SI 618 final project
💻Data Analysis: Spark SQL, PySpark, Hadoop
🎨Data visualization: Python Altair
It’s not a secret that there exists an inherent gender bias in the movie business. Female actors usually have less income than male actors. There are fewer female protagonists in movies, and female characters are usually lack of serious development and depth compared to their male counterparts. How to quantify this gender bias is one of the topics of interest. Inspired by an article by FiveThirtyEight about the relationship between female prominence in movies, evaluated by the Bechdel test, and movie budget and box office, I decided to explore this topic further in this project. Specifically, I was wondering what kind of movie will pass the Bechdel test. Thus, in this project, I examined and discussed the relationship between a set of movie characteristics with passing the Bechdel test, including release decade, country of production, movie genre, crew gender, IMDb rating, budget, domestic and international box office and return of investment (ROI).

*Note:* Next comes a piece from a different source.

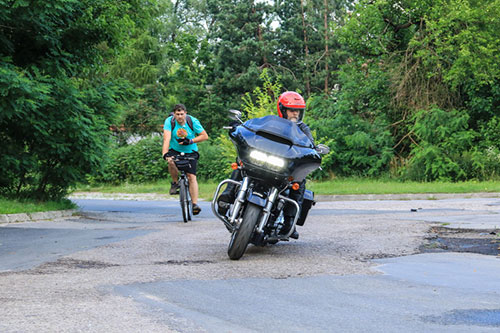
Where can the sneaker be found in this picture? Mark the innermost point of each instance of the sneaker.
(174, 188)
(286, 229)
(223, 203)
(196, 209)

* Bechdel movie dataset from BechdelTest.com
* Boxofficemojo dataset from Kaggle
* IMDb movies extensive dataset from Kaggle
Some of the findings:
💡For more analyses, including details of data preprocessing and manipulation, and more visualizations, please refer to the final report
1. Overall, there is an increasing trend in the percentage of movies passing the Bechdel test (represented by the green bars) over decades.
2. There is an overall trend that the higher the IMDb rating, the lower the percentage of movies passing the Bechdel test.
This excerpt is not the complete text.